## Bootstrap confidence intervals

In this notebook we compute the different bootstrap confidence intervals
discussed in class (Bootstrap-t, percentile, hybrid and bias-corrected 
accelerated (BCa) percentile). Because we did not discuss in
class how to 
estimate the "acceleration" coefficient for the BCa approach, 
the latter CI be computed using the
function `bcanon` of package `bootstrap`.

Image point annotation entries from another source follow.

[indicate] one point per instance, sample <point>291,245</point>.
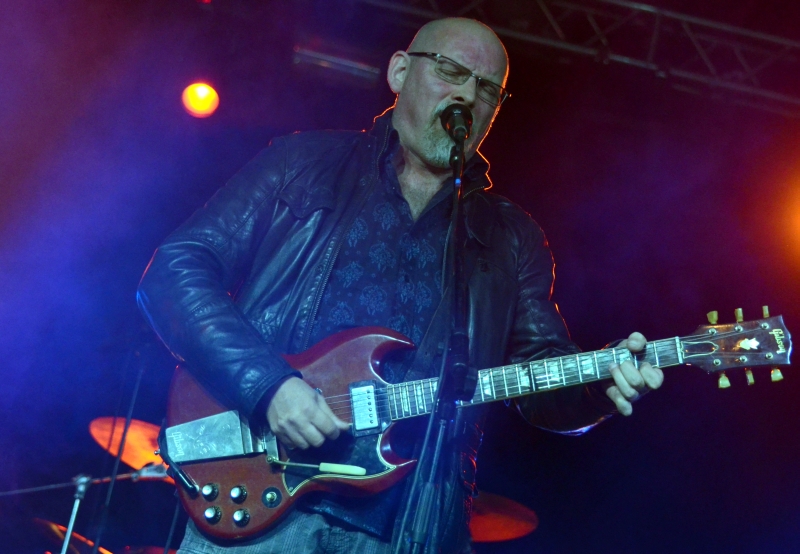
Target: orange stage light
<point>200,99</point>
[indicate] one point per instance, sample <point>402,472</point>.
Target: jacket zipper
<point>329,268</point>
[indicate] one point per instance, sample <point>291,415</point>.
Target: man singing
<point>327,231</point>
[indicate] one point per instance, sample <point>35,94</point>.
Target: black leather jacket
<point>240,282</point>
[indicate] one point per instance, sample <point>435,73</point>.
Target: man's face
<point>424,95</point>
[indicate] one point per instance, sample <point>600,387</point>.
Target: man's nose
<point>467,93</point>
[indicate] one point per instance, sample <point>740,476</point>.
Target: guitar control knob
<point>210,491</point>
<point>212,514</point>
<point>241,517</point>
<point>238,494</point>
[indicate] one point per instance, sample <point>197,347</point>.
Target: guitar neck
<point>416,398</point>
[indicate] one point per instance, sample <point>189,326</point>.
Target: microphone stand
<point>456,380</point>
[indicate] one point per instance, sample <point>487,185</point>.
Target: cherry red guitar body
<point>330,366</point>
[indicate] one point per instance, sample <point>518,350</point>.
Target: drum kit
<point>494,518</point>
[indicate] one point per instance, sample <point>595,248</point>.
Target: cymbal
<point>140,443</point>
<point>146,550</point>
<point>496,518</point>
<point>56,533</point>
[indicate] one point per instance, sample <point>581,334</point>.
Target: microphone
<point>457,121</point>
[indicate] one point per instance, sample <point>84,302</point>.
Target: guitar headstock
<point>740,345</point>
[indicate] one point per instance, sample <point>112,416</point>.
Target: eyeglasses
<point>453,72</point>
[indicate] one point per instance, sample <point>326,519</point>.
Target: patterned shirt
<point>389,270</point>
<point>388,274</point>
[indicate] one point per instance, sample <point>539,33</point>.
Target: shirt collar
<point>476,170</point>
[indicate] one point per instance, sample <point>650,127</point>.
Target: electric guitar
<point>236,480</point>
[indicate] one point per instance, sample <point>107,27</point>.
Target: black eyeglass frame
<point>504,94</point>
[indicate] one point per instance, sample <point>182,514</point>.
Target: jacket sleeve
<point>539,332</point>
<point>187,290</point>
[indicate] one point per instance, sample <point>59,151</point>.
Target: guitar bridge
<point>369,406</point>
<point>225,435</point>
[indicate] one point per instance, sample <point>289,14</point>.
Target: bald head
<point>422,93</point>
<point>438,34</point>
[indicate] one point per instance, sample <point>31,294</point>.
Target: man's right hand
<point>300,417</point>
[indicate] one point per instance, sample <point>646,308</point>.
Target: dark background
<point>659,206</point>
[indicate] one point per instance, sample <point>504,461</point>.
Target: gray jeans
<point>298,533</point>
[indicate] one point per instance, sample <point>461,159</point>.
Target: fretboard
<point>416,397</point>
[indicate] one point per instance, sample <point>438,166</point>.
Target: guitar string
<point>569,367</point>
<point>570,364</point>
<point>422,391</point>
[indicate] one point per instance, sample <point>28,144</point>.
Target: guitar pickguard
<point>361,451</point>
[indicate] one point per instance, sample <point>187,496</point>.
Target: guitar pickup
<point>225,435</point>
<point>370,415</point>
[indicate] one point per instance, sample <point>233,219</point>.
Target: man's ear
<point>398,70</point>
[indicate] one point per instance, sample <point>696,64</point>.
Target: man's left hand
<point>631,383</point>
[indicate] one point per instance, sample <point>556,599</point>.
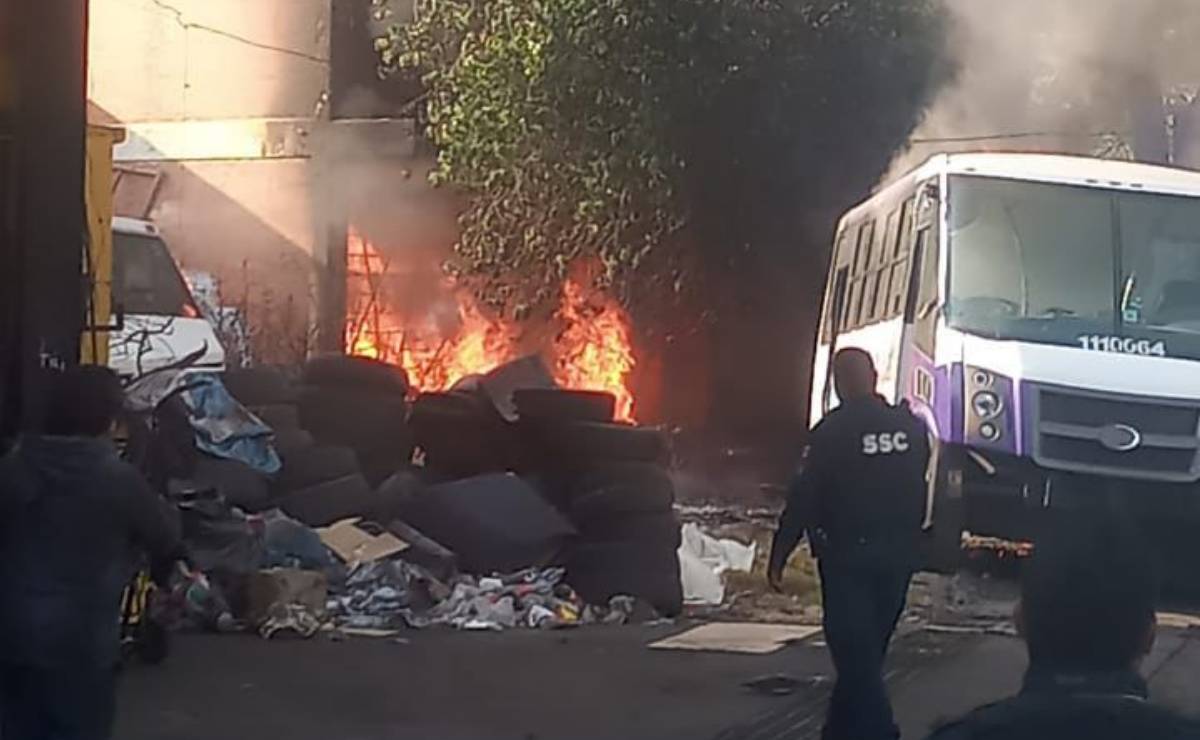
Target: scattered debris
<point>353,543</point>
<point>777,685</point>
<point>737,637</point>
<point>289,620</point>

We consider two examples. In the first one 
a simple the interest is in constructing a confidence 
interval for the average nightly Airbnb prices 
in Vancouver. The data includes listings in Vancouver 
for September 2020.
More details can be found in Section 10.4 of 
(Data Science, A First Introduction, 2022, Timbers, Campbell
and Lee)[https://datasciencebook.ca/]. These data are
(naturally) highly skewed. 

The second example is concerned with constructing 
a confidence interval for the ratio of two means. 
The data contains historical population levels for 
49 cities in the US for the years 1920 and 1930,
and the interest in in the ratio of the 
mean population for each of the two years.
The data is analyzed in more detail in 
`Davison, AC., Hinkley, DV. (1997). Bootstrap methods and their applications`
(link available on Canvas). 


### Airbnb  example

<!-- 10.4 of https://datasciencebook.ca/ -->
The data is available in the `data/listings.csv` file. 
There are different ways to load these data in `R`, we use
the simplest one using the "base" function `read.table` that
returns a simple `data.frame`, from which we can 
extract the `price` variable:

In [None]:
airbnb <- read.table("data/listings.csv", header=TRUE, sep=',')
x <- airbnb$price

Note that these data are highly skewed

In [None]:
hist(x)

For illustration purposes we consider a very small
subset of size `n = 25` from the 4594 available 
listings.

In [None]:
n <- 25
set.seed(17)
x0 <- sample(x, n)

You can check that this subsample is also highly skewed. 
We will use bootstrap to construct a confidence interval
for the average listing price for September 2020. We
might consider the average of the full data as the 
"true" parameter (our "target"). 

#### CLT-based CI

Using a simple Normal approximation to the distribution 
of the sample mean, we obtain the following 
95% confidence interval:

In [None]:
alpha <- 0.05
n <- length(x0)
lo0 <- mean(x0) - qnorm(.975) * sd(x0) / sqrt(n)
up0 <- mean(x0) + qnorm(.975) * sd(x0) / sqrt(n)
c(lo0, up0)

Note that the "true" mean is `r mean(x)`. 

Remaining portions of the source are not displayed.